I made a mistake in the example- here's a fixed version: $ 1,2,3,4,5,6$ $ 1,7,8,9,10$ $ 1,11,12,13,14$ $ 1,15,16,17$ $ 2,7,11,15$ $ 2,8,12,16$ $ 2,9,13,17$ $ 3,10,14,16$ $ 3,7,12,17$ $ 3,8,13,15$ $ 4,9,14,15$ $ 4,10,11,17$ $ 4,7,13,16$ $ 5,8,14,17$ $ 5,9,11,16$ $ 5,10,12,15$ $ 6,7,14$

jmerry wrote: Number1 wrote: Can somebody find something better? $ 71$ is best possible. Here's a configuration for 71: $ 1,2,3,4,5,6$ $ 1,7,11,15$ $ 1,8,12,16$ $ 1,9,13,17$ $ 2,10,14,16$ $ 2,8,13,15$ $ 3,9,14,15$ $ 3,10,11,17$ $ 4,8,14,17$ $ 4,9,11,16$ $ 4,10,12,15$ $ 5,7,14$ $ 5,15,16,17$ $ 6,7,8,9,10$ $ 6,11,12,13,14$ The missing pairs are $ (8,11),(9,12)$, and $ (10,13)$. A proof that we can't get $ 72$: Using Number1's notation, the only ways $ 72$ is possible are if $ f_{i}'=4$ for two $ i$, and $ f_{i}'=3$ for all other $ i$, or if $ f_{i}'=4$ for three $ i$, $ f_{i}'=2$ for one $ i$, and $ f_{i}'=3$ for all other $ i$. Suppose we have such a configuration. WLOG, order the fans so that the $ f_{i}'$ are in nonincreasing order. Case 1 ($ 4\cdot 2+3\cdot 14$): Now, for each $ j\in\{7,8,\cdots,17\}$, let $ a_{j}$ be the number of fans attending match $ j$. We have $ a_{j}\le 5$ for each $ j$, since each fan attending match $ j$ attends at least two other matches from the $ 11$, and these do not overlap. In addition, if $ a_{j}=5$, match $ j$ was not attended by fans $ 2$ or $ 3$; with ten matches to spread among five fans, we can't afford to put three matches with one fan. Since $ \sum_{j=7}^{17}a_{j}=50$, at least six of the $ a_{j}$ are equal to $ 5$. The two fans with $ f_{i}'=4$ cover at least seven matches between them, leaving only four other $ j$ that can possibly have $ a_{j}=5$. This is a contradiction, and this configuration is impossible. Case 2 ($ 4\cdot 3+3\cdot 12+2\cdot 1$): Define $ a_{j}$ as before. With only one fan that doesn't attend at least three of the $ 11$ matches, we still have $ a_{j}\le 5$ everywhere, and thus at least six of the $ a_{j}$ are equal to $ 5$. The only ways $ a_{j}$ can be $ 5$: either match $ j$ was attended by none of the fans $ 2,3,4$ or match $ j$ was attended by one of those fans and also by fan $ 17$. There are at most two matches in the first category (at least $ 4\cdot 3-3=9$ matches covered by $ 2,3,4$) and at most two in the second (everything fan $ 17$ attended), for a total of four. This is a contradiction, and this configuration is also impossible. [Edit- proof of maximality added] Why there cant be one 5 and rest 3-s?
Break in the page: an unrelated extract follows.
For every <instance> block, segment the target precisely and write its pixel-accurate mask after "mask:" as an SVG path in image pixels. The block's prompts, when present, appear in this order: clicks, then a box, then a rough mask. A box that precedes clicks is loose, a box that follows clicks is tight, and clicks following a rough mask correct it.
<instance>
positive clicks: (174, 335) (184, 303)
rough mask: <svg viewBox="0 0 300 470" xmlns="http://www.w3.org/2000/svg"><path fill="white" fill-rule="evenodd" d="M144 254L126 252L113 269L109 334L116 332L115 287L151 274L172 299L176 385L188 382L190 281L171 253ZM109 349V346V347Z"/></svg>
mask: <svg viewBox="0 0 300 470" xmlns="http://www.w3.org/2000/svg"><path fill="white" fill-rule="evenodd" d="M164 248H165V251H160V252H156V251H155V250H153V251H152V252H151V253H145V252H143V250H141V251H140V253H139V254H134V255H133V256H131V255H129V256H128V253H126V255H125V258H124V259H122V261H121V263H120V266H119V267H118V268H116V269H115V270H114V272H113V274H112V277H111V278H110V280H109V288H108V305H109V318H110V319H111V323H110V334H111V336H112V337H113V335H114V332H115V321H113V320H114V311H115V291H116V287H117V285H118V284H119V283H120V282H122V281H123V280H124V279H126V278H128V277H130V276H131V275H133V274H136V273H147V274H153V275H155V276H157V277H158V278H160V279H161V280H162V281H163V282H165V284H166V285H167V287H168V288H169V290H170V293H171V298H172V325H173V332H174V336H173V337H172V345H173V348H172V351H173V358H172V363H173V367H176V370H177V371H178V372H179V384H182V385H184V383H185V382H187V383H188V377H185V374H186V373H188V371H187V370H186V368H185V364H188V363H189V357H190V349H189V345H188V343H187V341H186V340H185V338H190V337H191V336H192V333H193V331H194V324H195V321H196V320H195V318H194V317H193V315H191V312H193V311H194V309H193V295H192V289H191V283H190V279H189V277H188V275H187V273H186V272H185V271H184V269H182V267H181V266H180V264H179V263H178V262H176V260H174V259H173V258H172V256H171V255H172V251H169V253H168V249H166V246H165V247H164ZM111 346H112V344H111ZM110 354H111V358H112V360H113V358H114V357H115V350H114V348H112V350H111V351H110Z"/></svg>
Seventeen matches. If one match is attended by five and the rest by three each, that's a total of $5+3\cdot 16=53$ tickets. Possible, but nowhere close to the maximum we're looking for.
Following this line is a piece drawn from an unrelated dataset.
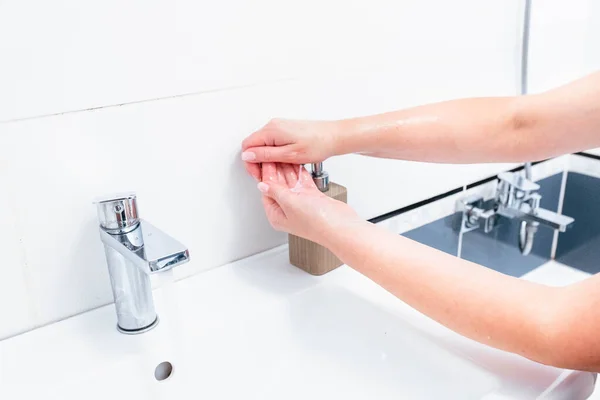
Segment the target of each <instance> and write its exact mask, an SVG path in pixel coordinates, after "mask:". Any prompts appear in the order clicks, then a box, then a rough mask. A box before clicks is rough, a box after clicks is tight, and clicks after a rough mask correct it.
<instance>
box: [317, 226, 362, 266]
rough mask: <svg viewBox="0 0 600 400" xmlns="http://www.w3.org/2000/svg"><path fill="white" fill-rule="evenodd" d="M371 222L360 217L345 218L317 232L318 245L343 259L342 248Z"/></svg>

I had the same construction as jmerry but using different cases: Fill in the six games that person $17$ went to last. In total at most $22$ tickets can be bought for these games. If the most popular game was visited by $>6$ people then you can use simple bounding If the most popular game was visited by $6$ people then we get the construction above. If the most popular game was visited by $5$ people you get that at most $6$ games can be visited by five people by breaking up into the following cases for $3$ games visited by five people:

After working systematically with these cases you get at most $70<71$ tickets sold in total. So the answer is $71$. *This type of question was very popular from 2000-2003 similar to USAMO 2001 P1 and IMO 2001 P3. The only difference is that this question required a very long BASH.